Let’s face it — money management is stressful. The annual American Psychological Association’s Stress Survey found that money is the top source of stress for American adults year after year. Unfortunately, people often avoid what makes them feel anxious and financial avoidance can only lead to bigger problems.
With these concerns in mind, now is the time to take action to ensure you have a stress-free year. As with any self-improvement plan, it’s important to establish short-term and long-term goals. The first thing you need to do is complete a spending inventory. Simply list everything you spend for an entire month, whether by check, charge or cash. This will help you locate the waste in your budget. This additional money can be used for savings or getting out of debt. When getting out of debt is your top priority, it affects thinking, decision-making and habits. If going to the mall for lunch means you end up spending money shopping, you need to change your routine. Instead, bring lunch to work and sit outside to enjoy the weather. Daily eating out, a pack of cigarettes per day and/or a morning coffee can often make the difference in meeting or missing your goals.
The following suggestions will help you plan for the coming year without the misery of financial stress:
1. Include your entire family in financial discussions.
2. Use a form to help you be specific about expense categories, including essential and non-essential expenditures.
3. Develop a spending plan – not a budget!

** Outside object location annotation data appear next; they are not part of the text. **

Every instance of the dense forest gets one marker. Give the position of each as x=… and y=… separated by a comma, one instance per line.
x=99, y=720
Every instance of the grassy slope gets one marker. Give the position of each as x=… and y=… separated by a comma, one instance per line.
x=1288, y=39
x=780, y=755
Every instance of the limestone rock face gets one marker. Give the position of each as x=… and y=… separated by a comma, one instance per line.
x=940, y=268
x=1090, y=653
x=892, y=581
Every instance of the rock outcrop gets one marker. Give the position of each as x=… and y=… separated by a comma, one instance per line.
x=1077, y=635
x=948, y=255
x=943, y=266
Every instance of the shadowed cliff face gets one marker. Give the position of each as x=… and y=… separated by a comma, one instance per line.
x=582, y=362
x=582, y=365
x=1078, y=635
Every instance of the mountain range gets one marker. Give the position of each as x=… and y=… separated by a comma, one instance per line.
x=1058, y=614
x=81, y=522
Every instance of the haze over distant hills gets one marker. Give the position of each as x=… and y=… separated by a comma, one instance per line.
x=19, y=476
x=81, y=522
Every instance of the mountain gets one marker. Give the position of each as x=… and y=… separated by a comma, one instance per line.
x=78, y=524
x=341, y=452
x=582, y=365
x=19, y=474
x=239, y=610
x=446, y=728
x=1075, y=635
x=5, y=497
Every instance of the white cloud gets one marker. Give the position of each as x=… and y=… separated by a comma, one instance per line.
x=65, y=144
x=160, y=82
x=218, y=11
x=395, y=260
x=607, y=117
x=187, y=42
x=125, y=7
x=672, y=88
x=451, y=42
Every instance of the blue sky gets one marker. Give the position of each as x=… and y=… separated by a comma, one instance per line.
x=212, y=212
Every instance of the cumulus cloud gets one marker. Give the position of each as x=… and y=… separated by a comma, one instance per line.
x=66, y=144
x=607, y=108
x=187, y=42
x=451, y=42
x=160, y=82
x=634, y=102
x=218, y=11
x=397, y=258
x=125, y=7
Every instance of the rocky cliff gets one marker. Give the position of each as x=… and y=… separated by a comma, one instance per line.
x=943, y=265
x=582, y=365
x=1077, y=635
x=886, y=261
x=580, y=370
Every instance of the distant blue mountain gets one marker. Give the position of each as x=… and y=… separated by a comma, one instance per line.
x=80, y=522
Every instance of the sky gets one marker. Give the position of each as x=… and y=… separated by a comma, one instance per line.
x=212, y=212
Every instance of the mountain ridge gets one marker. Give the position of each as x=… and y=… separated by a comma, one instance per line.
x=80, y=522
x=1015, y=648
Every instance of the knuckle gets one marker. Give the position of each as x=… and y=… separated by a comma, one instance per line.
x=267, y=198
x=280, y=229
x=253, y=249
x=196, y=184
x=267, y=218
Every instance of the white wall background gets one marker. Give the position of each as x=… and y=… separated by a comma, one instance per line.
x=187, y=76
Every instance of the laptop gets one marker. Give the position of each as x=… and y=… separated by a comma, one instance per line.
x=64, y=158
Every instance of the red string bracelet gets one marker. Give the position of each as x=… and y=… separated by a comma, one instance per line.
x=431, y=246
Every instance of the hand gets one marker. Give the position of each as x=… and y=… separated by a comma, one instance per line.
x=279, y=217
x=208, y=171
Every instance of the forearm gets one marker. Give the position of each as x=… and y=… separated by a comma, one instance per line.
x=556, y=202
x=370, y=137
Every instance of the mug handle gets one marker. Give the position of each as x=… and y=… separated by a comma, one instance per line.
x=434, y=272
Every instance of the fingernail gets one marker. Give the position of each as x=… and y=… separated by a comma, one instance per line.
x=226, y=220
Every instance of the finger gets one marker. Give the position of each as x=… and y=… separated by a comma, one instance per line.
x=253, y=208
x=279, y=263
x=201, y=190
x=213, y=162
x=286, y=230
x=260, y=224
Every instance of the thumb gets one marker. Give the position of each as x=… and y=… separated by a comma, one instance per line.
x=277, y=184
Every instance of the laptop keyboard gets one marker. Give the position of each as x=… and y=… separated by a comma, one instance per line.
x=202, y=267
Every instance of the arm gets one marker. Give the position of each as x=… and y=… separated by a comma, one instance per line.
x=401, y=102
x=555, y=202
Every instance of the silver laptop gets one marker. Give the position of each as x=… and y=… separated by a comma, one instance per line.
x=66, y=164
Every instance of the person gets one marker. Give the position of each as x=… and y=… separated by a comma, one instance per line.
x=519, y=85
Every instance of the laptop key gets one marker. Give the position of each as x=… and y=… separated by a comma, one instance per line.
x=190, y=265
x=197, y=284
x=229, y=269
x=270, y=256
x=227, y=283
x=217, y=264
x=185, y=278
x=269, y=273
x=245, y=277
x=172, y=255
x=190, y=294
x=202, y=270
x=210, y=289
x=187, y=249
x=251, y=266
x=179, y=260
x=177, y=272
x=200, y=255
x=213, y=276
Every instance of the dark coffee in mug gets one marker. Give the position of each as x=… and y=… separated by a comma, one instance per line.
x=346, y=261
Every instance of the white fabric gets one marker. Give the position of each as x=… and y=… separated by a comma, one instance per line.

By talking about how the family wants to spend money, you develop marital and family expense priorities.
4. Establish a savings account using payroll deduction through your credit union or financial institution with clear goals in mind.
5. Post financial goals with pictures of what staying with the plan will achieve. For example, put up a picture of Disney World as reason for saving and not spending (unless part of the plan).
6. Teaching your children how to know the difference between need and want is one of the most foundational distinctions for effective money management. Talk with your spouse about what he/ she learned about money in their childhood.
7. Whatever happens during the year, do not exceed your budget allotment. By putting money aside for emergencies, you potentially can avoid getting behind in essential payments.
8. Often parents and spouses are driven by guilt and need to keep up with other family members and neighbors. Become creative with gifts and entertainment. Service gifts of your time can be welcome.
9. Consider a plan to pay all expenses with cash for a period of time.